Invited: Characterization of Polymer Electrolyte Fuel Cells with Ultra-Low Catalyst Loadings

Platinum-group metal (PGM) electrocatalysts are utilized in PEFCs to catalyze the kinetics of the desired reactions.  In order to reduce cost, membrane-electrode assemblies (MEAs) with ultra-low catalyst loadings (ULCLs) are being developed (i.e., ≤ 0.1 mg/cm² of PGM on the cathode, and lower anode loadings).  However, obtaining acceptable performance with these ULCL MEAs can be problematic, especially at high current densities.

Recent observations indicate that mass-transport losses in the cathode catalyst layer of a PEFC increase as the catalyst loading is decreased; transport losses are often significantly higher with ULCL MEAs than in MEAs with conventional catalyst loadings [1].  Higher mass-transport losses are not unexpected because the required flux rate to each catalyst site necessarily increases as the total number of catalyst sites decreases.  However, the locations of the dominant transport losses, and the length scales, tend to be substantially different in ultra-thin catalyst layers than in thicker catalyst layers.  Transport losses through the thickness of the catalyst layer diminish as the amount of catalyst is reduced.  Conversely, transport losses through films on the catalyst surfaces are expected to increase.  Understanding the locations and types of transport losses in these ULCL electrodes is critical to obtaining optimal MEA performance.

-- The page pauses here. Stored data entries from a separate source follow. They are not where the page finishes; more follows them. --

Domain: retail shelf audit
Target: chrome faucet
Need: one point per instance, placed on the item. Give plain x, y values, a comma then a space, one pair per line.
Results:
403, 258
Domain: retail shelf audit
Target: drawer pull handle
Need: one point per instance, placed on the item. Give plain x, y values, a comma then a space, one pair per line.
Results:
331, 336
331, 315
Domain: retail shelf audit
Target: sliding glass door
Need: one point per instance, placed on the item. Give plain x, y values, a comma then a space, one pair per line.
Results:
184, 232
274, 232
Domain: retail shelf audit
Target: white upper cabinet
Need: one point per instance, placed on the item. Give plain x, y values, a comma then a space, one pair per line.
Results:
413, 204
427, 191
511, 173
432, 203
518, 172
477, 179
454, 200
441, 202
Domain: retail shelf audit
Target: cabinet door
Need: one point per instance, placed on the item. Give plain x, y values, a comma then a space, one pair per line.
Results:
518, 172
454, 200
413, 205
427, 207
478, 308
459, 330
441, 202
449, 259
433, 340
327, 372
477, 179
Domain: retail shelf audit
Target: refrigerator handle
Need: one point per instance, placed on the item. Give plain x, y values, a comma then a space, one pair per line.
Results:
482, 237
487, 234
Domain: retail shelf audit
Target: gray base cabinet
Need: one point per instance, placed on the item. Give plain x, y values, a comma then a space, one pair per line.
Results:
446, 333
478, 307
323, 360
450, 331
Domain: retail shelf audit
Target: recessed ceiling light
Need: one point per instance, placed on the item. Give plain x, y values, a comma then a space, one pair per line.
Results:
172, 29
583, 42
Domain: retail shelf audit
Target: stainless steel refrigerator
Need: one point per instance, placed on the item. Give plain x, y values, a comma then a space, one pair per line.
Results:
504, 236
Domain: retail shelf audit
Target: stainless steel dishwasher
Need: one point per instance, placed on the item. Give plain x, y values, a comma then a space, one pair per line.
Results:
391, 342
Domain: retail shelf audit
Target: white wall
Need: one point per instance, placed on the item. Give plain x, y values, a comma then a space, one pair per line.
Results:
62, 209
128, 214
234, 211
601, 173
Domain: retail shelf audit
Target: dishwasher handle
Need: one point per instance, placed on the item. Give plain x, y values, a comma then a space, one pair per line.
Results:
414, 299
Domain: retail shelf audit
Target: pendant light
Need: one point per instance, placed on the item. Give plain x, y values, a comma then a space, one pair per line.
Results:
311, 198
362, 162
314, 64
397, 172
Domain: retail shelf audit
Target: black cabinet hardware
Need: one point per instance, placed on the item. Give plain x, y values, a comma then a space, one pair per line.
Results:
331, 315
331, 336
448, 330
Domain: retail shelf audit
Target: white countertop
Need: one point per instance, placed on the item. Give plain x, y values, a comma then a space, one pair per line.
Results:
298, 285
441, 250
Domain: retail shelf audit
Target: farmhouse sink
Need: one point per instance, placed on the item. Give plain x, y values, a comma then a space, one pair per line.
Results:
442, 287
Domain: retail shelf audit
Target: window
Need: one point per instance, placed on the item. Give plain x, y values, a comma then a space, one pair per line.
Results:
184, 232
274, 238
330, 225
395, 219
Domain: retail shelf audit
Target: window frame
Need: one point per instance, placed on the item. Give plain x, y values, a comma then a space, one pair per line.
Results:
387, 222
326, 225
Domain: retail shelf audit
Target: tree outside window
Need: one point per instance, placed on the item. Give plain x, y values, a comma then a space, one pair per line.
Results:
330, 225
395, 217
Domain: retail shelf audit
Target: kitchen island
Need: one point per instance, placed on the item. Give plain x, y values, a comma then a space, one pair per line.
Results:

Obtaining acceptable performance with ULCL MEAs over the full range of desired operating conditions can also be challenging.  For example, ULCL MEAs are typically more sensitive to the relative humidity (RH) of the reactant gases than thicker catalyst layers.  This RH sensitivity may be due to the reduction in pore volume within the electrode, and/or may result from changes in the dominant transport mechanisms, as described above.  Additionally, it has been shown that nano-structured-thin-film (NSTF) catalysts have many potential benefits [2], but PEFCs with NSTF-based electrodes are unfortunately also extremely temperature sensitive [3].  This unusual temperature sensitivity may be due to a variety of factors, including the fact that proton transport in a NSTF layer is necessarily different than in a conventional catalyst layer due to the absence of ionomer in direct contact with much of the catalyst.  Developing an understanding of the mechanisms responsible for these losses in various ULCL MEA structures over a broad range of operating conditions is a major goal of this work.

This talk will focus on characterization methods that are generally based on theoretically-predicted limiting cases for different performance-loss mechanisms.  These limiting cases are then compared to PEFC performance data measured under different conditions, or MEAs with different electrode structures, in order to provide insight into what are the dominant mechanism(s) responsible.  Changes in cell performance that result from changes in operating conditions, such as RH or temperature, can readily utilize the same diagnostic methodology developed to investigate durability losses in PEFCs; since whether the performance changes result from load hours or from operating conditions is irrelevant to this methodology [4].

In addition to these previously-described diagnostic tools, analogous methods can be utilized that are based on results from recent PEFC models, which explicitly consider the impact of varying catalyst loading and also include various transport modes, Ohmic effects, and reaction kinetics [5].  Since different transport mechanisms should have a different dependence on electrode geometry, a comparison of various limiting cases can be used to provide mechanistic insights, analogous to the dependence on operating conditions.

The understanding gained from these characterization and diagnostic methods can then be used to predict changes in the design of MEAs that should result in improved performance over a broad range of operating conditions.  This talk will therefore conclude with some recommendations on electrode designs that could be beneficial in advanced MEAs.

Acknowledgements

Thanks to the organizers of the PEFC 14 Symposia for the invitation to present on this topic.  The author would also like to thank his many fuel-cell collaborators at UTC (both past and present), and especially Dr. Robert Darling for his modeling work and discussions, which has had a major influence on the results to be presented here.  Funding from U.S. Department of Energy, EERE’s Fuel Cell Technologies Office under contract numbers DE-AC02-05CH11231 and DE-AC02-06CH11357 has enabled much of the recent work at UTRC on PEFCs with ULCLs, and is also gratefully acknowledged.

References

1. N. Nonoyama, et.al., J. Electrochem. Soc., 158, B416 (2011).
2. M. Debe, 2011 DOE Fuel Cell Program Review, FC001 (2011).
3. M. Perry, C. Shovlin, and R. Zaffou, ECS Meeting Abstract, MA2012-02: 1586 (2012).
4. M. Perry, R. Balliet, and R. Darling, Modern Topics in Polymer Electrolyte Fuel Cell Degradation, M. Mench, et.al., Eds; Elsevier, Denmark, p.335 (2011).
5. W. Yoon and A. Z. Weber, J. Electrochem. Soc., 158, B1007 (2011).